One size does not fit all: our data and analyses clearly show that not all SMEs are created equal. Organizations differ from each other, and models that do not account for these differences are oversimplifying reality. Especially maturity matrices could use the input of different organizational characteristics to have a better fit with the organization that is applying them.

The results clearly show a disproportional difference of the importance of capabilities between measurement levels, and between organizational characteristics. Striking are the examples of different industries, see for example Fig. 6 where the IT and Telecom and the Agricultural sector are compared, and the clear difference of the focus area Policy Development and the effects of the amount of FTE employed in an organization (see Fig. 5).

The investigation in “Confidentiality, integrity and availability (CIA-triad)” section on Confidentiality, Integrity and Availability shows clearly how organizational characteristics influence both the maturity framework as the focus areas that it comprises.

The results underline the importance of organizational characteristics in maturity matrices, and presumably so in other benchmark and implementation tools. The differences between organizations are too large to ignore in modelling.

Ignoring organizational characteristics could result in negative consequences for an organization such as unnecessary implementation of capabilities, the wrong order of priority when implementing capabilities or over-implementing of capabilities. Not only does this bring along unnecessary costs and pressure on an organization, it might also bring along negative impact on organizations in terms of productivity and innovation.

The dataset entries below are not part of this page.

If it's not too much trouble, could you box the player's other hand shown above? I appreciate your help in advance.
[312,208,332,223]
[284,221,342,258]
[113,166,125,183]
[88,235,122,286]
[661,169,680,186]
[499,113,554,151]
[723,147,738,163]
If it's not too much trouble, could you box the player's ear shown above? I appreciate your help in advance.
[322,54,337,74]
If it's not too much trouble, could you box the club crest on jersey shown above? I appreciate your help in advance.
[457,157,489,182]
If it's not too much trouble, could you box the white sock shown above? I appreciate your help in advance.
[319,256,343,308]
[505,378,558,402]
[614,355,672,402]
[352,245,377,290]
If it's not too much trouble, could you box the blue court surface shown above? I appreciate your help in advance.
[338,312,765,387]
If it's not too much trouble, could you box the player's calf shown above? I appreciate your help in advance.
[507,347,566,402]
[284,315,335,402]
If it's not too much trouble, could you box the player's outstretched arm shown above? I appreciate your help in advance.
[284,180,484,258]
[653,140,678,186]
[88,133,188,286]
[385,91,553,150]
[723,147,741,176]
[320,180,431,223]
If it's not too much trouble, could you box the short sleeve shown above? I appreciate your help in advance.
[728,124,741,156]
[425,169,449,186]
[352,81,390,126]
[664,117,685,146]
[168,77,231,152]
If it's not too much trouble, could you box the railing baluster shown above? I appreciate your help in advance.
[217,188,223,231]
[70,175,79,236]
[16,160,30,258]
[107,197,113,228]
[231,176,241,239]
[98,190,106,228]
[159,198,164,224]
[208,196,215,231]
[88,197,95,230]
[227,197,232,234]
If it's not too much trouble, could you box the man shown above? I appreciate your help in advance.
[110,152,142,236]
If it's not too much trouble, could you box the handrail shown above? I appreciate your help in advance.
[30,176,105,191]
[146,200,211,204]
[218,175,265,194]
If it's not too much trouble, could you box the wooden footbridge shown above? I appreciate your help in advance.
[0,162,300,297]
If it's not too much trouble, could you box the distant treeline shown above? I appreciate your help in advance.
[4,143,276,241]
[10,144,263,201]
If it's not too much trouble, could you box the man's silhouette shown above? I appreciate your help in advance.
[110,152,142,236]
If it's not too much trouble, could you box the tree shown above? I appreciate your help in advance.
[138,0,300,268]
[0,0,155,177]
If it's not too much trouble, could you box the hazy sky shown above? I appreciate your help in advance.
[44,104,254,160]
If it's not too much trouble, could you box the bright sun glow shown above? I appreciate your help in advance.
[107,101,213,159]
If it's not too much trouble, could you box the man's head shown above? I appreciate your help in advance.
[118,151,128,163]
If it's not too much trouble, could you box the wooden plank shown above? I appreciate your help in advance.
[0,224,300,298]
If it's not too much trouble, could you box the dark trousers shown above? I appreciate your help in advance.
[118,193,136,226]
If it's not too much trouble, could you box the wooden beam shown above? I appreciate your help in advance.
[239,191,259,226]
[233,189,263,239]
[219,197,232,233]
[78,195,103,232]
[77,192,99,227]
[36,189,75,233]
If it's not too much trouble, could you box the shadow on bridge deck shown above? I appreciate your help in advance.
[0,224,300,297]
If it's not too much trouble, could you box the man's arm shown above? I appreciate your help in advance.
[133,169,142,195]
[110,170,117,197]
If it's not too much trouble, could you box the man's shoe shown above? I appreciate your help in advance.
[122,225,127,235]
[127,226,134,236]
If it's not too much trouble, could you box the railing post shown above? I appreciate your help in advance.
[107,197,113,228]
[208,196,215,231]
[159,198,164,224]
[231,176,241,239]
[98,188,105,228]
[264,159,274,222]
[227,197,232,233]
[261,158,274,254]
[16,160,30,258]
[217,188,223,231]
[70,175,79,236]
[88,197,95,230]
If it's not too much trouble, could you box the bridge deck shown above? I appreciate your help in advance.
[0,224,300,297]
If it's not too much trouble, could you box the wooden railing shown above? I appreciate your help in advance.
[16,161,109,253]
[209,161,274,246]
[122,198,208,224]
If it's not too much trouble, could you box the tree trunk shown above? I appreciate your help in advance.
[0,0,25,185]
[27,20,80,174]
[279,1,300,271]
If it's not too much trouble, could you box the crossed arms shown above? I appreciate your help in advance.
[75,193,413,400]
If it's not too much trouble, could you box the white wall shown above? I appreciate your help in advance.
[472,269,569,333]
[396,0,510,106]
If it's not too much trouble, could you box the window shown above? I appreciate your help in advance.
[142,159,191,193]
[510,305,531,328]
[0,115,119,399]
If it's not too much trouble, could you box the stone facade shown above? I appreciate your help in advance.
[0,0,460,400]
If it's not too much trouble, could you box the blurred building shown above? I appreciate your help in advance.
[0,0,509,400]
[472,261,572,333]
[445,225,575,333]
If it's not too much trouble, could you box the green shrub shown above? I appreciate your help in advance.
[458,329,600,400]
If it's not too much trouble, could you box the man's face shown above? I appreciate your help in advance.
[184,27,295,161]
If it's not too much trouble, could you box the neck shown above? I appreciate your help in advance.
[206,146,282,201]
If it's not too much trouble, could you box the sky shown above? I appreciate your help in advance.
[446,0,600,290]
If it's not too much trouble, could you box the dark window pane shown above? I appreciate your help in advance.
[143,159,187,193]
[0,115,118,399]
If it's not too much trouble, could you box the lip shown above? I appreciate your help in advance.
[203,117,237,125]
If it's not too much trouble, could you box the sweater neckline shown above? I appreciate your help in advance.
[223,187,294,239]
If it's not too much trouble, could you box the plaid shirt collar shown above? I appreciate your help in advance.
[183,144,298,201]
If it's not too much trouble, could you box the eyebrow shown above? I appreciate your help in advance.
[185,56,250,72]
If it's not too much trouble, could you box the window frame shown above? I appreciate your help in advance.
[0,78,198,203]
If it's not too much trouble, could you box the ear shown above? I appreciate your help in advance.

This conclusion is in line with qualitative results from earlier results in Maturity Matrices (Baars et al. 2012). In line with the results, an enhanced version of the ISFAM has been developed which implements a weighted model to account for organizational characteristics. Although a proof-of-concept, it shows the dependencies of capabilities in response to organizational characteristics.

Declarations

Authors' contributions

TB made substantial contributions to conception and design, or acquisition of data, or analysis and interpretation of data; has been leading in drafting the manuscript. FM made substantial contributions to conception and design, or analysis and interpretation of data. KV made substantial contributions to the design and implementation of the custom survey system which was used to gather the empirical data. MS initiated and supervised the research; conveived the focus area maturity model design which integrates situational factors, made substantial contributions to conception and design of data analysis and interpretation of data; has been involved in revising the manuscript critically for important intellectual content and co-authored the paper. All authors read and approved the final manuscript.

Acknowledgements

The authors would like to thank the Dutch chapters of Norea, ISACA and (ISC)2 and the PvIB for their cooperation in this research. Funding was provided by Netherlands Enterprise Agency (Grant No. SBIR12C021).

Competing interests

The authors declare that they have no competing interests.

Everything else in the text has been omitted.